Казалось, этим дням безумным Конца не будет никогда, И на пиру у жизни шумном. Я буду вечно молода… —

с чувством продекламировала Мальвина.

— Здорово, — восхитилась Вероника.

— Вы, девочки, даже представить себе не можете, насколько это верно. Муж мой как-то сказал: «Ты знаешь, Вера, я еле хожу, а по ночам до сих пор в футбол играю». Душа-то остается неизменной! Молодой, как у ребенка. Вот в чем трагический парадокс жизни…

Они немного помолчали, и Ольга незаметно пихнула Веронику, мол, не забывай, зачем мы сюда пришли, но та только сердито на нее посмотрела.

— Извините, что нагружаю вас своими неприятностями, — спохватилась хозяйка, — но мне хотелось бы знать о цели вашего визита.
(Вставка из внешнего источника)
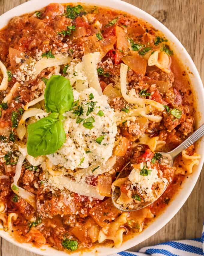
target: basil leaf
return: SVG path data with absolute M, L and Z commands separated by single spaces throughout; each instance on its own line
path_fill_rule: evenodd
M 62 123 L 58 119 L 59 115 L 51 113 L 28 126 L 27 150 L 34 157 L 50 155 L 62 147 L 66 140 Z
M 69 80 L 62 76 L 52 76 L 47 81 L 45 90 L 47 112 L 62 114 L 71 109 L 74 101 Z

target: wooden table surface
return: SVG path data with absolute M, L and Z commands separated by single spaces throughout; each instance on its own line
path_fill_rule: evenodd
M 204 83 L 204 0 L 125 1 L 154 16 L 176 35 L 191 56 Z M 0 0 L 0 15 L 26 2 L 26 0 Z M 52 2 L 54 2 L 54 0 Z M 202 172 L 190 196 L 174 217 L 154 235 L 131 250 L 137 250 L 144 246 L 170 240 L 200 237 L 204 221 L 204 172 Z M 1 238 L 0 244 L 0 256 L 37 255 Z

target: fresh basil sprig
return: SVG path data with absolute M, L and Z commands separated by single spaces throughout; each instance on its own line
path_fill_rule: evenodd
M 52 76 L 45 92 L 46 110 L 52 113 L 28 126 L 28 155 L 34 157 L 50 155 L 62 146 L 66 138 L 62 114 L 71 109 L 74 101 L 69 81 L 61 76 Z
M 47 112 L 62 114 L 70 110 L 74 101 L 69 80 L 61 76 L 52 76 L 45 90 Z
M 56 152 L 63 145 L 66 134 L 58 113 L 51 113 L 28 126 L 27 150 L 34 157 Z

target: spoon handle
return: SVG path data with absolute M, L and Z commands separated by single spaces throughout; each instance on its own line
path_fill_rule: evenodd
M 176 156 L 181 152 L 193 145 L 200 138 L 204 135 L 204 124 L 183 141 L 181 144 L 175 148 L 169 154 L 170 154 L 172 157 Z

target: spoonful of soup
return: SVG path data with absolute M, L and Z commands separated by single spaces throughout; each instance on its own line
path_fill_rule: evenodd
M 157 200 L 172 180 L 176 157 L 204 135 L 204 124 L 173 150 L 156 152 L 153 158 L 148 156 L 136 164 L 128 163 L 112 185 L 115 207 L 124 211 L 137 211 Z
Осведомлен, значит, вооружен. Так, кажется, звучит крылатое выражение? А нам с мужем приходится опасаться самого худшего.

— Нас можете не опасаться, — успокоила Вероника. — Мы такие же жертвы, как и вы.

— Вы сядьте, уважаемая…

— Вера Федоровна, — представилась Мальвина, опускаясь на краешек стула. — Вы боитесь, что ваша информация собьет меня с ног?

— Да мы уже ничего не боимся! Нам бы только достать эту суку!

— И упрятать ее за решетку!

— За решетку?! — ужаснулась Вера Федоровна. — Что же она такого натворила? Ведь у нее же ребенок!

— Ну, если уж быть абсолютно точными, у нее два ребенка, к вашему сведению.

— Два?! — обомлела Мальвина. — Я не знала…

— У нее есть дочь Людмила неполных одиннадцати лет и младшая сестра Алена, которая вместе с тетей Валей воспитывает этих несчастных сирот…

— …и кормит их на свою мизерную зарплату, потому что эта волчиха Наталья не дает им ни копейки.

— Не дает? — презрительно фыркнула Ольга. — Да она с них последнее тянет! Она один раз тетю Валю ударила, когда та ей денег не давала. Мне Ленка рассказала под большим секретом.

— Слушайте, девочки, давайте выпьем чаю, — предложила потрясенная Вера Федоровна. — А то у меня от этих ужасов в горле пересохло.

Они вместе накрыли нехитрый стол: печенье, сахар, абрикосовый джем. Но все равно получилось очень нарядно из-за кружевной вязаной скатерти цвета само, льняных бордовых салфеток и белоснежного чайного сервиза.

— Ну, ну, рассказывайте! — возбужденно поторопила Вера Федоровна, разливая по чашкам душистый напиток. И тут же устыдилась своего нетерпения. — Вы уж простите мое любопытство, — повинилась она. — Но людям, увы, свойственно обсуждать чужие несчастья и даже получать при этом некоторое удовлетворение, наверное, потому, что несчастья чужие. А в данном случае это еще и своеобразная компенсация за все то зло… Ой! — спохватилась она и даже хлопнула себя по губам, осмелившимся произнести столь чудовищные слова. — Что-то я не то понесла! Ведь беда-то коснулась невинных…

— Ничего! — мстительно пообещала Вероника, вгрызаясь в печенье безупречными, отбеленными в дорогой стоматологической клинике зубами. — Наталья тоже свое получит. Мы с ней церемониться не станем. Она нам никто и звать никак.

— Да что же она такого натворила? — вновь не совладала с любопытством Вера Федоровна.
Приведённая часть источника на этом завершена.